Achieving Safe, Aliasable Mutability with Unboxed Types

By Jake Fecher 2024-01-29

This is part of Ante’s goal to loosen restrictions on low-level programming while remaining fast, memory-safe, and thread-safe.


Background


When writing low-level, memory-safe, and thread-safe programs, a nice feature that lets us achieve all of these is an ownership model. Ownership models have been used by quite a few languages, but the language which popularized them was Rust. In Rust, the compiler will check our code to ensure we have no dangling references and cannot access already-freed memory (among other errors). For example, the next snippet is a compile-time error in rust:

let mut vec = vec![1, 2, 3];
let first_element = &vec[0];

// Uh-oh, this may reallocate the Vec, making `first_element` a dangling reference!
// Luckily, we get a compile-time error:
// error[E0502]: cannot borrow `vec` as mutable because it is also borrowed as immutable
vec.push(4);

println!("{first_element}");

This is great.
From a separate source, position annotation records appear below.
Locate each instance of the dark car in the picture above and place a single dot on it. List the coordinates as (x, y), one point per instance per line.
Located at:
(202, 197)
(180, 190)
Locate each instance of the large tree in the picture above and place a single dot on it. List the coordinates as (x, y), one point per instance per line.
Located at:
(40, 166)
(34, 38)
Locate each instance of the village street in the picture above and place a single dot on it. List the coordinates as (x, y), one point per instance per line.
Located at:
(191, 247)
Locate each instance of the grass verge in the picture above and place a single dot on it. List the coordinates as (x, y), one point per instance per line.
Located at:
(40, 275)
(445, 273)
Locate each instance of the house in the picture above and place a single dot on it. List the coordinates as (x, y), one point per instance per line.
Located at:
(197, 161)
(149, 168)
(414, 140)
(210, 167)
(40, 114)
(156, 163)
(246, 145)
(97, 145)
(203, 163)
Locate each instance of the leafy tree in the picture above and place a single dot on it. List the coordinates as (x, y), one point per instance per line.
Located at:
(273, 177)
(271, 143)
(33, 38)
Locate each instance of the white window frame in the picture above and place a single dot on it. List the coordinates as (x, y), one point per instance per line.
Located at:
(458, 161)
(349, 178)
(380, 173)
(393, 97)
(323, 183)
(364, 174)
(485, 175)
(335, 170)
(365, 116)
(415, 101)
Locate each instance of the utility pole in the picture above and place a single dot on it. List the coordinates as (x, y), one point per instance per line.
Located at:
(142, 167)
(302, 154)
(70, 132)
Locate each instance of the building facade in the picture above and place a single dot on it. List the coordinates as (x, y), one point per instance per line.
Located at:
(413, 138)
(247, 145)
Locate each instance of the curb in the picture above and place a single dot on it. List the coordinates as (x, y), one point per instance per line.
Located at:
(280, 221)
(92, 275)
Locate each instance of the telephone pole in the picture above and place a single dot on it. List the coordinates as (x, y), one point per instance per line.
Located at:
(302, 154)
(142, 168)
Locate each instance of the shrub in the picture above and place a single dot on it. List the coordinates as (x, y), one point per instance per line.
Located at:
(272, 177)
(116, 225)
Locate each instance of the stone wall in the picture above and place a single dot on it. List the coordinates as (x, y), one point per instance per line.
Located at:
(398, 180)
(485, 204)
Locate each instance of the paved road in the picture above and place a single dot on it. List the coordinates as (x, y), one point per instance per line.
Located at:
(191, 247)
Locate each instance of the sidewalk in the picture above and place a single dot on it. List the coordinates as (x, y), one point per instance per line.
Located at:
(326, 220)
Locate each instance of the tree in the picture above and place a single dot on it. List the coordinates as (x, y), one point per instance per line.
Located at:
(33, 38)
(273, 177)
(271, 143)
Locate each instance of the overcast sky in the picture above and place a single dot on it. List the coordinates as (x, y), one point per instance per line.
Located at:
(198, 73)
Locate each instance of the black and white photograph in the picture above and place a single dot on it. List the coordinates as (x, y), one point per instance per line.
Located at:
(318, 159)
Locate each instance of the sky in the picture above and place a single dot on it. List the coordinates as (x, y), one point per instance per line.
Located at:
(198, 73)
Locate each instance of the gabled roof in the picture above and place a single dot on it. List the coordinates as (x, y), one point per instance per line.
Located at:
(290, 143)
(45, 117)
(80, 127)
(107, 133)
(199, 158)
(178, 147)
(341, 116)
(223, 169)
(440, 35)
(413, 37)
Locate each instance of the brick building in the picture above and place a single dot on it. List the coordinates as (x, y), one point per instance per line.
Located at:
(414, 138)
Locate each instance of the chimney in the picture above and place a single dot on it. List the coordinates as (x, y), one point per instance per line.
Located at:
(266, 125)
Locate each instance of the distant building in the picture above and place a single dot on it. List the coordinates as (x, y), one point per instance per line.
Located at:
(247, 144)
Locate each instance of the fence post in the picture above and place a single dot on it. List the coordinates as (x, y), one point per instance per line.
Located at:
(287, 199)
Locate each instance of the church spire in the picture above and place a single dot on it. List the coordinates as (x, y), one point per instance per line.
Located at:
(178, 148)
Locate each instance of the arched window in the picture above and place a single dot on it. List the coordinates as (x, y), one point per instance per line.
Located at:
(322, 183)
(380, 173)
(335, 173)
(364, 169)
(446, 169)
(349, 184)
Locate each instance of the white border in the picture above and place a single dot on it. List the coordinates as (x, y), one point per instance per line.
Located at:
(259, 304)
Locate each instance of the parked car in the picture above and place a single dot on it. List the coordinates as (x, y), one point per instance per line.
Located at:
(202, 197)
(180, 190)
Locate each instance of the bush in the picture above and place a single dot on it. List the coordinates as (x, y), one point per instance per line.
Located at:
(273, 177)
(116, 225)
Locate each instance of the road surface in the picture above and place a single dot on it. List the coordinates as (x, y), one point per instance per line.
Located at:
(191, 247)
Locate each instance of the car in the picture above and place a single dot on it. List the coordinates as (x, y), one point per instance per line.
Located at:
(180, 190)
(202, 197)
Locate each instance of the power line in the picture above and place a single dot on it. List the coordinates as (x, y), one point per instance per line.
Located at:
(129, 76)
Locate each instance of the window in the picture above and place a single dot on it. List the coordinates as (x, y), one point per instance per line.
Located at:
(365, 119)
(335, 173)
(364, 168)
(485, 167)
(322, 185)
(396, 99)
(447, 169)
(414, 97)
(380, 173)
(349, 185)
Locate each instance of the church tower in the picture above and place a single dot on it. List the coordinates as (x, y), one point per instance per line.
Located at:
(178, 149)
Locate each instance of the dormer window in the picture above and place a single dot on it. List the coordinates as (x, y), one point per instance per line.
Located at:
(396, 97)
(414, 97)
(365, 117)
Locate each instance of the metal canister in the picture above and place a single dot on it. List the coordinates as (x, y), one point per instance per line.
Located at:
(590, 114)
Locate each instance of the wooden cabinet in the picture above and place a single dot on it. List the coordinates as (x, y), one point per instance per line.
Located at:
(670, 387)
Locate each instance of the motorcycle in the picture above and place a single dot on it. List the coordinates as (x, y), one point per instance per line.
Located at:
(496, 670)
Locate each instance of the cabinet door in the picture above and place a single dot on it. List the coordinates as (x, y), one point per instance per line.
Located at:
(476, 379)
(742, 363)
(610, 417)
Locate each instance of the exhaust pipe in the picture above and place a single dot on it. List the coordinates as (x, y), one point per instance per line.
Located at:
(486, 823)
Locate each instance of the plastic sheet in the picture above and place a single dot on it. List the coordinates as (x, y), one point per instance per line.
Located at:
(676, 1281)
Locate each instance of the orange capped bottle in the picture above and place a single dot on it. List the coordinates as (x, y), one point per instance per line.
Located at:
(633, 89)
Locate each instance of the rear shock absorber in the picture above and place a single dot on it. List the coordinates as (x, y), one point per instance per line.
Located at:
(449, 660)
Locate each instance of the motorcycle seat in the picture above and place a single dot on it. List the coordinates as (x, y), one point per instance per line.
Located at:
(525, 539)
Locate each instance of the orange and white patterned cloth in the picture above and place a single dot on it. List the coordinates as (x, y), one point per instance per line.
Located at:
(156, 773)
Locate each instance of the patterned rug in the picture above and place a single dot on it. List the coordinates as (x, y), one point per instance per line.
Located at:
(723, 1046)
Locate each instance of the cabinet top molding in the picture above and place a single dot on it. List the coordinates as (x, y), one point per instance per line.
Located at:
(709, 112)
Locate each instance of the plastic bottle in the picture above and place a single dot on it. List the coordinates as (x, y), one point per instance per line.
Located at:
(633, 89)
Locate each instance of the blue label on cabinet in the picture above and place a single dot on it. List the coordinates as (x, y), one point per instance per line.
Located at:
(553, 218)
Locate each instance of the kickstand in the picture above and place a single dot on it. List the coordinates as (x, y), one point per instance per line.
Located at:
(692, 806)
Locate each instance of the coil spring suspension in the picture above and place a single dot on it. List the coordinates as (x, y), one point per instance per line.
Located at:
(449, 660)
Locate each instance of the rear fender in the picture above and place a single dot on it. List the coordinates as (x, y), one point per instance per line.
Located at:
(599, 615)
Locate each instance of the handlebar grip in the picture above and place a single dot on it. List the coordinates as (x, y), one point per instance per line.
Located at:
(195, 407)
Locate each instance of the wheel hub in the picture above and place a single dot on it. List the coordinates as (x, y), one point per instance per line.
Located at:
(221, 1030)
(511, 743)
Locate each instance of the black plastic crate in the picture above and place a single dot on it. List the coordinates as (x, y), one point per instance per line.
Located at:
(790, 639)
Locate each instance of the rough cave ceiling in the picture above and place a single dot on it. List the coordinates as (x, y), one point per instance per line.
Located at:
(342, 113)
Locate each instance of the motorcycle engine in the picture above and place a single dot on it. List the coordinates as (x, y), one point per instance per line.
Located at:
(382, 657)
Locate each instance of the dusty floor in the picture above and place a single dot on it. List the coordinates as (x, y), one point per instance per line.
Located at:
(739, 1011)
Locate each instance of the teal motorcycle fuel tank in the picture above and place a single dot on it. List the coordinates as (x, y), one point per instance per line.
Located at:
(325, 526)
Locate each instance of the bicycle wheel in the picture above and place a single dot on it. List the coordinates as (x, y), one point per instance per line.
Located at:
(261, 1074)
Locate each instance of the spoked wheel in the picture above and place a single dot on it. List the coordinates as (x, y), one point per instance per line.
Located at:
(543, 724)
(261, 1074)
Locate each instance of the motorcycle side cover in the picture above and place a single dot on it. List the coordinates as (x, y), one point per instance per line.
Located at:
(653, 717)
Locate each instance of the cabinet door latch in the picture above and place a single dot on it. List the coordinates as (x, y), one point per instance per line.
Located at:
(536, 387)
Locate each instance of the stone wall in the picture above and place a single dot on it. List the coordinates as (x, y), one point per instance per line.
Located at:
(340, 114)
Those familiar with Rust however, will note that this error is actually caused by a related feature to ownership: Rust’s borrowing rules. It turns out that moving every object into and out of each function is not very convenient, so Rust also lets us create borrowed references to values. These references can be mutable or immutable, and their lifetimes are tied to that of the owned value. This particular error is prevented by Rust’s “Aliasibility XOR Mutability” rule, which I’ll call AxM for short. AxM in Rust states that you can have aliasable borrowed references, or you can have mutability, but not both. So in the example above, since Vec::push requires a mutable &mut Vec<i32> reference, we got a compile-time error trying to call it since we also had the immutably borrowed reference first_elem: &i32 in scope. Had we not printed first_element out afterward, it could be dropped earlier and the code would work, but as-is we rightfully get an error.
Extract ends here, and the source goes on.